To play it safe, most developers preferred serviceable and quaint names found among numbers, letters, flowers and rocks. The Kanawha Valley’s numbered streets, as rule, do not add up. In Charleston, try finding a First through 11th streets while 12th through 72nd streets run to the Eastern edge of Kanawha City. Numbering resumes around 80th Street in Marmet and ends somewhere around 138th Street.
Trees make great street names: Maple, Elm, Larch, Spruce, Pine and Chestnut. Eleanor and Nitro have Kapok Streets, although the nearest Kapoks are found somewhere north of Tallahassee.
Forget their national profiles, U.S. presidents have given their names up and down the Kanawha Valley: Adams, Jefferson, Roosevelt, Wilson, Cleveland and McKinley. In the 1860s, future president Rutherford B. Hayes commanded the 23rd Ohio Infantry at Fort Scammon, overlooking the river. In gratitude, the city named an obscure residential street after him.

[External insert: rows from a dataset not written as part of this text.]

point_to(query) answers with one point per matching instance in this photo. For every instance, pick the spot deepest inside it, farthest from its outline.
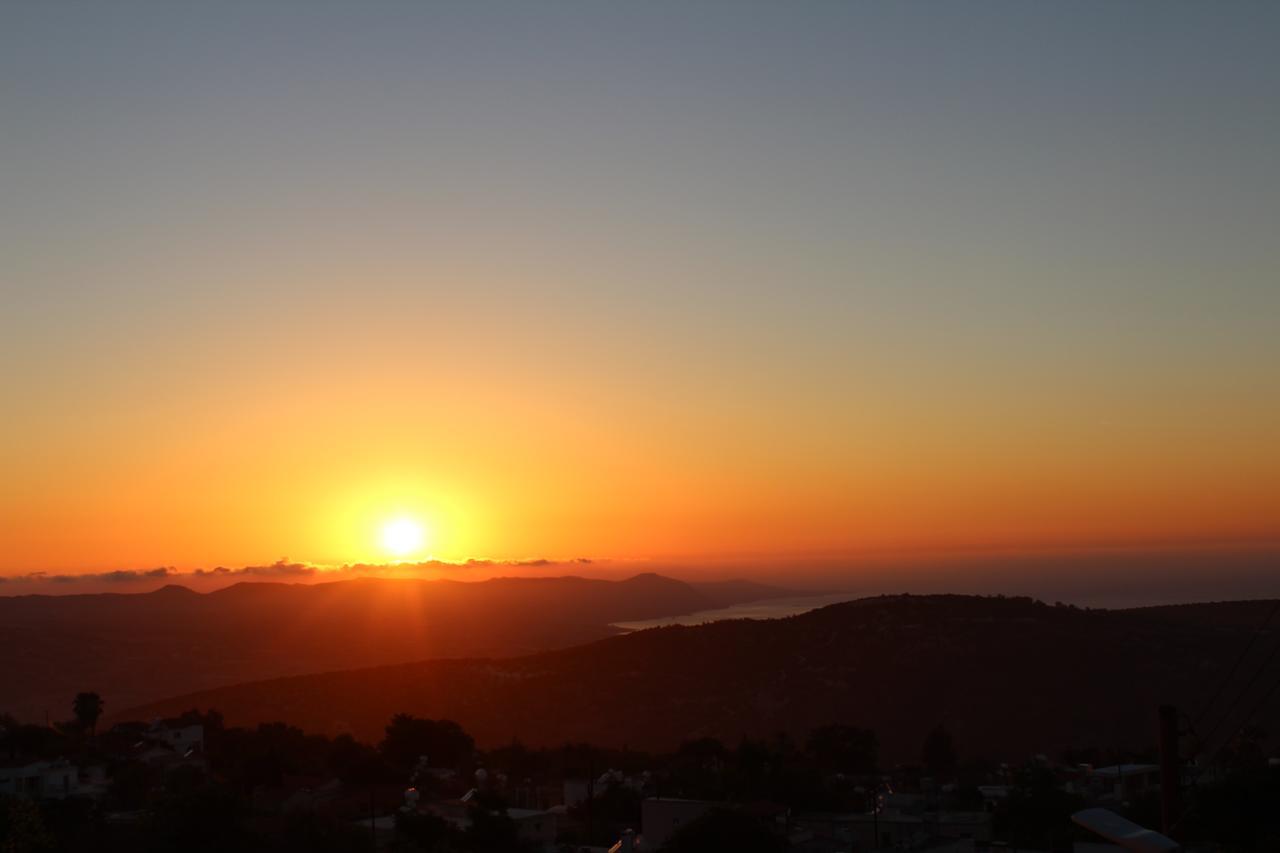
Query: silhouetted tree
(22, 829)
(87, 708)
(722, 829)
(849, 749)
(443, 742)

Yet, to our discredit, Lincoln remains absent from Charleston’s grid.
In the 1960s, developers favored Ye Olde English names for their projects, imparting that upper-crust feeling of having made it. Consider all of the Yorks, Hamptons, Loudons and everything ending in “Shire.” Sometimes, they approached the absurd. In Sherwood Forest, you can live on Robin Hood Road or Locksley Circle, a cul-de-sac named for a fictional place.

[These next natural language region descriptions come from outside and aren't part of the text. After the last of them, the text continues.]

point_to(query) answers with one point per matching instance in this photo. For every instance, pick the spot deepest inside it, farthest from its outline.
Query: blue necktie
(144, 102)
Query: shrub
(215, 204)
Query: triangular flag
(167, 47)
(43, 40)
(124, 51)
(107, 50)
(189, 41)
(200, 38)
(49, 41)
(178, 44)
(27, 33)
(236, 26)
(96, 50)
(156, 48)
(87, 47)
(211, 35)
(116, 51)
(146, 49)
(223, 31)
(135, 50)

In my years, I have seen towns and cities consent to new streets named for developers’ first wives, second wives, favorite college football teams and deceased pets. I myself have negotiated these matters. Once, I managed to sneak in a new street name in tribute to a man who volunteered to die in place of a stranger in a German death camp. It exists in quiet solitude, virtually unknown. (I wonder who will find it?)
A while back, I hatched the idea to rename Broad Street for another national civil rights leader, Leon Sullivan, who grew up in Charleston before he led global businesses to boycott apartheid South Africa. The idea took off.
As for the most recent topic, let me propose a middle ground, another way.
Many great cities have adopted the custom of acknowledging the admired teachers, poets, writers, artists, athletes, heroes, leaders and, yes, (if we must) politicians by bestowing honorary names on streets, intersections, squares, alleys and other public places already named.
The custom of having two names — one honorary — began in Chicago and has spread around the nation. There are many examples. A California stretch of road is also named in honor of native West Virginian Chuck Yeager.
It would be a service if Kanawha Valley cities and towns elevated important diverse figures to the signposts. Official and honorary names would happily co-exist, preserving history while adding to our understanding of the people who make it.